Si mosse piano, ancora frastornato, con la testa pesante cercava di abituare
gli occhi a quell’oscurità.
Doveva essere svenuto, e Tifa aveva dovuto trascinarlo dentro, probabilmente.
Aveva ripiegato il mantello, formando un cuscino improvvisato [peccato non
aver sentito quelle mani su di lui, ancora], e l’aveva sdraiato dietro di
lei [giusto per sentirlo respirare].
Il buio attorno a loro, e oltre ancora, fuori, la notte.
Vincent si alzò, e con un gesto svagato si tolse la polvere e la sabbia dai
vestiti, poi, con qualche passo la raggiunse e poggiò le mani dietro lo
schienale. Poteva sentirlo quasi, il suo profumo salire e ottenebrargli la
mente.
<< Ben svegliato >> le mani sicure nel comandare il veicolo e gli
occhi fermi davanti a se.
<< Dove siamo ?>> [e il profumo saliva e la pioggia non
brillava più se lei non la guardava] chiese con tono incolore [se lei non
piangeva].
<< Lontani ancora, ma non troppo. Altre tre ore, o forse anche meno se
il tempo migliora >>
<< Non ci spererei >> fece eco Vincent, mentre scrutava le nubi
oltre i vetri e andava a riprendere il suo mantello.

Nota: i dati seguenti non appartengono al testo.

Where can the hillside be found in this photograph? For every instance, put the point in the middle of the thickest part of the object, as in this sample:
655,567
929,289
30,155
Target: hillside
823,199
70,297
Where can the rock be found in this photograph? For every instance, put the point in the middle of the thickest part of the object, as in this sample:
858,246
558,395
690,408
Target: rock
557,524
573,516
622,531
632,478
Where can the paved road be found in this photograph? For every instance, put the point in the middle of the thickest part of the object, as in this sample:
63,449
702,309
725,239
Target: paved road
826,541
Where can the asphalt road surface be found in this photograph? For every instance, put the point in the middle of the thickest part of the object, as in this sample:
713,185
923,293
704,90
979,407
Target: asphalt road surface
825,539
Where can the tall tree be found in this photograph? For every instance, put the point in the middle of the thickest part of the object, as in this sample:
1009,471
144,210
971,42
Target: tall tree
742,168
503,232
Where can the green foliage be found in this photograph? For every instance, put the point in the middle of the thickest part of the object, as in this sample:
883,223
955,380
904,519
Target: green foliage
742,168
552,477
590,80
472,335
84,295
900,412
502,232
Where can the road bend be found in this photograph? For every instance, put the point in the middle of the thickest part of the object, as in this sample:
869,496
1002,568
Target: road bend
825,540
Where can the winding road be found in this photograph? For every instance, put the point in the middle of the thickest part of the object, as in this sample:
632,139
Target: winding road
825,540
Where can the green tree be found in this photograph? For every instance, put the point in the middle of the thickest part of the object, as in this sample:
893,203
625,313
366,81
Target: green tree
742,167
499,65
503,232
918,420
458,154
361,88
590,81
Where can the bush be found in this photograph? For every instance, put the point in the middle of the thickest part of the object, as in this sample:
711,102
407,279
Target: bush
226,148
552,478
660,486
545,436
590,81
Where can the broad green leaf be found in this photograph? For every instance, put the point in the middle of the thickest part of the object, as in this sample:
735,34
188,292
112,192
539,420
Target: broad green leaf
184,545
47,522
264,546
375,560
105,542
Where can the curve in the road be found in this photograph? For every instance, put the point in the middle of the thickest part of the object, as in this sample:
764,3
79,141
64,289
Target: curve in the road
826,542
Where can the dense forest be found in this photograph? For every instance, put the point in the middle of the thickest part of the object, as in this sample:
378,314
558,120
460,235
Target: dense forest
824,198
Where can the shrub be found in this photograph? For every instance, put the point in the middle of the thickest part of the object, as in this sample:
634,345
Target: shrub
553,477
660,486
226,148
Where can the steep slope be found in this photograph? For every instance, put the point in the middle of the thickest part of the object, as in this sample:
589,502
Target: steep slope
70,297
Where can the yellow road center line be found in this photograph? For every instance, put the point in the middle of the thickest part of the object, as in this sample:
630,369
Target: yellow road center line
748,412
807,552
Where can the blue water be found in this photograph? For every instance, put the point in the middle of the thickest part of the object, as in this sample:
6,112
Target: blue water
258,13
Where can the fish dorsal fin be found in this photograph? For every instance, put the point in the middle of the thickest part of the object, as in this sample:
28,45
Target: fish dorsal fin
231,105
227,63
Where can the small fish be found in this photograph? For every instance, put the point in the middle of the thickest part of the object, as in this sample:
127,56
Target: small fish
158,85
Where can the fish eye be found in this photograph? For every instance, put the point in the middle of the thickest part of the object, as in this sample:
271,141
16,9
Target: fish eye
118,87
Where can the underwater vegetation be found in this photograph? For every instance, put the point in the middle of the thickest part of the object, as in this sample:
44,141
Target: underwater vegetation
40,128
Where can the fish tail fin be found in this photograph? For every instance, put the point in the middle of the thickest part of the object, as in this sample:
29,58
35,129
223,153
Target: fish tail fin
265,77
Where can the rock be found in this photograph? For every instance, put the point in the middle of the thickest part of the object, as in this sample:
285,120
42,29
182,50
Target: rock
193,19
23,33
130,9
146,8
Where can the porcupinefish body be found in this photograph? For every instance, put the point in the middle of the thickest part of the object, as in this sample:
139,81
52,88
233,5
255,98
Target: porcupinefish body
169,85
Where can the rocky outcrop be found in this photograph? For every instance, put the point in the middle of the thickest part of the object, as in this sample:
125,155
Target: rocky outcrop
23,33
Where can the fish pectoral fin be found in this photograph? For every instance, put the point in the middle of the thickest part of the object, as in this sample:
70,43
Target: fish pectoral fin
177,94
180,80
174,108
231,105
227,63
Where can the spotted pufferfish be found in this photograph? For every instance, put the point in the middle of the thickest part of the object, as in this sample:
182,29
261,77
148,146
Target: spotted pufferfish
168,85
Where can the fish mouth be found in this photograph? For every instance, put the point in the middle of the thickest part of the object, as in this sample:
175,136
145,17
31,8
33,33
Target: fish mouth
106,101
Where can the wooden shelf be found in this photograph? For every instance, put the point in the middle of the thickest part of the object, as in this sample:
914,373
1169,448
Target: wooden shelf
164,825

Tifa tacque, al suono dei fulmini che si scaricavano a terra, sotto di loro.
Si morse le labbra e poi parlò.
<< Ma tu, nell’arrivo del sole ci speri mai? Si si, proprio il sole,
sai, quella sfera gialla che dicono ci mantenga vivi >>
Scrutava il suo volto riflesso nel vetro che la guardava. Lei guardava lui, e
lui guardava lei nel vetro [e nella pioggia, che improvvisamente ricominciava
a brillare] .
<< Cosa vuoi dire? >>
Le labbra di lui, [rosse, dannatamente rosse] si muovevano
[trasparenti e rosse] sul vetro. Lei le guardava e moriva [di nuovo,
lei moriva nel saperlo morto in vita].
<< Niente, niente. Lascia perdere >> disse maledicendosi per
l’ennesima volta. Forse lui nemmeno sapeva cos’era il sole. O forse non sapeva
cosa significare attendere. O entrambi, e quindi le sue erano parole vuote.
Era solo lui, sempre lui, sempre il solito.

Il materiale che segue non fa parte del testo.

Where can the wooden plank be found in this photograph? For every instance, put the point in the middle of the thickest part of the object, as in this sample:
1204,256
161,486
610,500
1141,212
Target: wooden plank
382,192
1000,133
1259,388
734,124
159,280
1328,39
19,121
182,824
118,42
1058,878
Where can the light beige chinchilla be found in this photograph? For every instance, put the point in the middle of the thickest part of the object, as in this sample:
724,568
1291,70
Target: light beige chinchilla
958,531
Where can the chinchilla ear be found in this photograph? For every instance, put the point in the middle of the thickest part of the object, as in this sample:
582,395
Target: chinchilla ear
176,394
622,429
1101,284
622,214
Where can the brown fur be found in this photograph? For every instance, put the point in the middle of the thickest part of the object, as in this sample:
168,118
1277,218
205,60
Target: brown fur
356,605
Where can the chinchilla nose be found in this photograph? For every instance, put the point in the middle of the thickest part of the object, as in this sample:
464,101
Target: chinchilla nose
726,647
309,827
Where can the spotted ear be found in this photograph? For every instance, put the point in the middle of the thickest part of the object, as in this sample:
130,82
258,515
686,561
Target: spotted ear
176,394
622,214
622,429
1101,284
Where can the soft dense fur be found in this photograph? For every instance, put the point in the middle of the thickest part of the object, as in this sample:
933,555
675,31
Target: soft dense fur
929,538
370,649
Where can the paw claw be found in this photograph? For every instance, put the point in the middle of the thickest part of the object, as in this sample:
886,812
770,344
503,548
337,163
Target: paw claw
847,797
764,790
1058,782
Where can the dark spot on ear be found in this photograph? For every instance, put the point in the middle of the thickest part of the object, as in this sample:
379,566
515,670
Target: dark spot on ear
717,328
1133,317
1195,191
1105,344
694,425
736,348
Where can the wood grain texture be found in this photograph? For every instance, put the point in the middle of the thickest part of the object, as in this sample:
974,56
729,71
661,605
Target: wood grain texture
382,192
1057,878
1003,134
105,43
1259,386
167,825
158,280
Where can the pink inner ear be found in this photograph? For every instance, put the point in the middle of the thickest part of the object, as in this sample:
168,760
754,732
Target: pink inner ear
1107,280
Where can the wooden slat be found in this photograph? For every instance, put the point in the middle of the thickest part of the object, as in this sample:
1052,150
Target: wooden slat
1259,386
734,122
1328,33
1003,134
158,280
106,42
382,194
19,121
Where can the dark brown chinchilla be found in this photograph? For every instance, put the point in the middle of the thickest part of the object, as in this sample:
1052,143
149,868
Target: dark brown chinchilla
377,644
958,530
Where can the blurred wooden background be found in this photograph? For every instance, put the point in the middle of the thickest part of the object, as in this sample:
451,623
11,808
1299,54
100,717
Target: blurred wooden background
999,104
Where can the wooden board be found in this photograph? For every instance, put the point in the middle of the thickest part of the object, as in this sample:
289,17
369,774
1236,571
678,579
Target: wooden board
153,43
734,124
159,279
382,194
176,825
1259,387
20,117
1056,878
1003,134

Tifa sbuffò, portandosi dietro le orecchie un ciuffo di capelli: Vincent
Valentine catturò quel gesto con la coda degli occhi.
Il sole non arrivò, però in compenso, continuò a piovere.
Arrivarono al quartiere generale che era l’alba. C’erano pochi soldati
assonnati fuori ad accoglierli e segnalare le manovre d’atterraggio, ma quando
Vincent scese dall’elicottero quell’aria di svogliatezza e di sonnolenza, sembrò
volatilizzarsi come nebbia al sole.
Tifa atterrò, perfetta come sempre [l’idea perfetta di una libellula
perfetta], esattamente dove le era stato segnalato. Si liberò delle cinture
di sicurezza, e si concesse un respiro più lungo degli altri: si passò una mano
tra i capelli e chiuse gli occhi. Vincent aspettò, in silenzio. Forse non aveva
il diritto di vederla così. [debole, per un attimo, come in quel giorno].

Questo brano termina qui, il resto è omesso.